Ich habe meine gesamte Jugend der Ostschweizer Provinz gewidmet, bin nie weggezogen, habe dies oder jenes romantisiert: kurze Wege zu Kulturgeld, kleine Szenen oder die Chance, etwas zu verändern, weil man selbst den rechtsextremen Politiker:innen beim lokalen Kulturfest über den Weg läuft und mit ihnen diskutieren kann. «Das Hinterland nicht den Faschos überlassen», von St.Gallen bis Luzern sprayen das Generationen von Provinzqueers an Bahnhöfe, Busstationen und an die Tankstellenshops am Stadtrand. Die Message: Wir schaffen das, was auch immer «das» genau sein sollte – I thought the same, there’s no place like home.
Den Kontrast dazu bildeten für mich diejenigen, die zwischen den Hinterland-Graffitis Träume von urbanen Kunstkarrieren an die Wände malten und dann nach Berlin oder Paris verschwanden, je nachdem, ob sie eine Element-of-Crime- oder eine Basquiat-Kopie werden wollten. Einige blieben weg und einige kamen wieder zurück, weil es sich in der Provinz dann doch so gut lebt, wegen der grünen Wiesen, des Kulturgelds oder des Erbes. In meiner Provinzromantik habe ich deren Abenteuer leise belächelt und der Auswanderungsfantasie eine noch mutigere gegenübergestellt: Was ist schon das metaphorische Aufbauen eines neuen Lebens gegen das wörtliche Bauen eines Kleinstadt-Clubs, aus Schweiss, Holzresten und dem grummlig gesprochenen Geld einer Mitte-Rechts-Mehrheit?
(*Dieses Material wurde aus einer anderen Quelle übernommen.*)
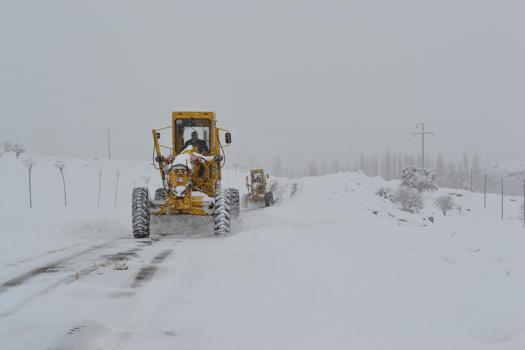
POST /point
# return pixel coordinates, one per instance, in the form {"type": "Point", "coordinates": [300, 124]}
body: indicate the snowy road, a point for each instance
{"type": "Point", "coordinates": [330, 266]}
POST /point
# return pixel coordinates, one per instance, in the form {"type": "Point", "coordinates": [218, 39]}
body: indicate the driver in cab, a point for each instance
{"type": "Point", "coordinates": [201, 145]}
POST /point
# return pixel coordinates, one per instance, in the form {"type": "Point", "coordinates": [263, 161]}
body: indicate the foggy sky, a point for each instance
{"type": "Point", "coordinates": [296, 78]}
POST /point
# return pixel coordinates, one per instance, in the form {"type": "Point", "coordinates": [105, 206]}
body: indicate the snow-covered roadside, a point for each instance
{"type": "Point", "coordinates": [49, 227]}
{"type": "Point", "coordinates": [331, 265]}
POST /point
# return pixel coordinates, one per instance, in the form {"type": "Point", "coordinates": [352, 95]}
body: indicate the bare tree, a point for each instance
{"type": "Point", "coordinates": [29, 165]}
{"type": "Point", "coordinates": [18, 149]}
{"type": "Point", "coordinates": [99, 186]}
{"type": "Point", "coordinates": [60, 165]}
{"type": "Point", "coordinates": [444, 203]}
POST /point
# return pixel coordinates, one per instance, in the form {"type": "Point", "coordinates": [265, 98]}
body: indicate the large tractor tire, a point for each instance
{"type": "Point", "coordinates": [235, 206]}
{"type": "Point", "coordinates": [140, 212]}
{"type": "Point", "coordinates": [268, 199]}
{"type": "Point", "coordinates": [160, 194]}
{"type": "Point", "coordinates": [222, 213]}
Aber: Vor exakt einem Jahr habe ich der Provinz den Rücken gekehrt und bin auch in eine Grossstadt gezogen. Nicht mit Early-Twenties-Romantik, sondern dann, wenn man eigentlich die Belohnungen eines Jahrzehnts Kulturarbeit und die Mässigung eines Jahrzehnts mit rechten Lokalpolitikern reden erntet: Institutionalisierung, eine Kleinfamilie, einen Juryjob oder ein politisches Amt. I did get none of that, denn das Bürgertum, mit dem mein Kulturumfeld angebandelt hat, hat den Rechtsrutsch und die Transfeindlichkeit regionalisiert. Das Beste, was ich hier noch sein konnte, ist der lokale Freak, the tranny next door. Und die Alltagsdiskriminierung ist mir kein mässig bezahlter Kulturjob mehr wert, Sicherheit geht vor.
Vor meinem jetzigen Besuch in der Schweiz sagte mir meine Oma, es sei sicher schön, ein paar Tage in der Heimat zu verbringen. Aber wenn ich in Zürich aus dem Fernzug aussteige, zieht sich mein Magen zusammen, und wenn ich durchs Provinzstädtchen spaziere, mache ich intuitiv Abstecher um die Ecken herum, an denen ich seit Coming-out und Transition beschimpft, bespuckt oder angeschrien wurde. Die ach so hoch gelobten kurzen Wege der Provinz führen mich als Fetisch durch die Menschenschau, als ich das letzte Mal wegen Kulturgeld in der Zeitung war, erhielt ich eine Morddrohung. Ach, provinzielle Heimat verspricht doch melancholische Gefühle von Wohlsein, aber wenn meine Oma von meiner «Heimat» spricht, hab ich keine Ahnung mehr, was sie damit genau meint, und mein Kopf fliegt blitzschnell ganz woanders hin. There’s no place like home, no more.
Mia Nägeli, 1991, arbeitet nach einer Journalismusausbildung und ein paar Jahren bei verschiedenen Medien heute in der Musikbranche in der Kommunikation, als Tontechnikerin und als Musikerin. Seit Herbst 2024 studiert sie Kunst in Wien.